Can you create LE cert on Host A for Host B?


#1

Hello

Is it possible to create LE cert on one system (Host A) and then have the cert reside on another system (Host B)?

Host A has a Public IP address and is running Ubuntu Apache web server http & https

Host B has a Public IP address and is running Ubuntu mail server postfix / dovecot

There is no web server running on Host B and no public facing ports open other than those for mail services.

Thanks for your time.


#2

If you’re using DNS validation, it’s trivial–you can get the cert on any machine, and once obtained, deploy it to the desired host.

Another way to skin this cat would be to script something to open up port 80 on Host B, obtain/renew the cert using certbot or acme.sh in standalone mode, and then close that port again.


#3

Thanks for the fast reply.

Will look into DNS validation right away.

Over the past two days I have been scouring the web for posts on how to configure multiple certs for postfix. What I thought was going to be as simple as 1,2,3 has been more like postfix oh no not me.

Thanks again for the information.


#4

Hi @sneakers,

I’m not really sure if you already got the info but just in case… postfix doesn’t support SNI, that means you can’t use a cert covering domain1.tld, another cert covering domain2.tld, etc. but you can have 1 cert covering several domains (domain1.tld and domain2.tld and… etc.).

Cheers,
sahsanu


#5

Thanks for looking out. Kudos to you.

Found out yesterday that postfix does not support SNI which is one of the reason I am looking at LE for a multi-domain certificate to cover three domains.

Hope to have time today to try this out.


#6

Please note that for a mail server your certificate should cover only the domain names listed in MX records and the domains used for POP3/IMAP/SMTP access. It is not necessary for the certificate to contain all the domains that could follow the @ sign in the e-mails it receives.

Therefore DNS validation should only be necessary because you don’t want to open the ports required to use standalone mode, not just because your mail server is hosted separately from your main domain.


#7

Hello Patches

Correct. At this time would like to keep those ports closed on Host B

Would following be the correct method to create a multi-domain cert for my scenario?

certbot certonly --manual --preferred-challenges=dns -d smtp.domain1.tld -d imap.domain1.tld -d smtp.domain2.tld -d imap.domain2.tld -d smtp.domain3.tld -d imap.domain3.tld

Would I be correct to assume that I would need to do this every 90 days and update the DNS records accordingly?


#8

Yes, that command will work.

Yes, you must follow exactly the same procedure every 90 days (or less to be safe just in case something is not working as expected) but… is there no way to interact with your DNS provider using an API?, it is a pain to do that manually every 60-90 days.


#9

sahsanu I would agree with you.

If the LE validation process is fast then maybe I should consider temporally opening the http port during the process and closing once validated. Just hate fixing whats not broken.

Would be interesting to see an imap/pop/smtp validation method implemented. Maybe even an automated email challenge validation.

Thanks again for your suggestions.


#10

Many administrators open their firewalls in certbot hooks so they’re open for a minimum amount of time:

sudo certbot --standalone --preferred-challenges=http --pre-hook 'ufw allow 80/tcp' --post-hook 'ufw delete allow 80/tcp' -d smtp.domain1.tld,imap.domain1.tld,[..]

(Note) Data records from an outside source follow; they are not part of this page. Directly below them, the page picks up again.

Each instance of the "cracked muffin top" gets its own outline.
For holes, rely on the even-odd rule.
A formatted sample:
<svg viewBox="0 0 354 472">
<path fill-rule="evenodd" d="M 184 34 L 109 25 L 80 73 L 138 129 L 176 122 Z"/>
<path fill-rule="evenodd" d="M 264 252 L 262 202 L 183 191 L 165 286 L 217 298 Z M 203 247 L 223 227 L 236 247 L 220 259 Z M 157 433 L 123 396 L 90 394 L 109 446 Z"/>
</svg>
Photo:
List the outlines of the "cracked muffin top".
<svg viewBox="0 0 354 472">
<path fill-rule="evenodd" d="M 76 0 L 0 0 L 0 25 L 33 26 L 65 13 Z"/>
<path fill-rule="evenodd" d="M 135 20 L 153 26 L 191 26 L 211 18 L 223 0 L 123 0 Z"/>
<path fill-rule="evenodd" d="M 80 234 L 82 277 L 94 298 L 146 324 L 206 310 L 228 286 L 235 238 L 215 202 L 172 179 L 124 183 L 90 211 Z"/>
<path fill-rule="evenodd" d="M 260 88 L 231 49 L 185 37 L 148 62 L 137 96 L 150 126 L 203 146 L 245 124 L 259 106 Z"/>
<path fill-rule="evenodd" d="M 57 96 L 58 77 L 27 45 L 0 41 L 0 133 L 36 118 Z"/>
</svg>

This also allows renewals to happen automatically. Of course, this doesn’t work with external firewalls.

There is a validation method for SMTP and IMAP servers undergoing standardization at the IETF:

https://datatracker.ietf.org/doc/draft-ietf-acme-email-tls/

It will be some time time before it is ready enough for Let’s Encrypt to consider implementing though.


#11

Think I’m heading in that direction.

danb35 thanks again for the suggestions.


#12

Patches thanks for the details.


#13

This topic was automatically closed 30 days after the last reply. New replies are no longer allowed.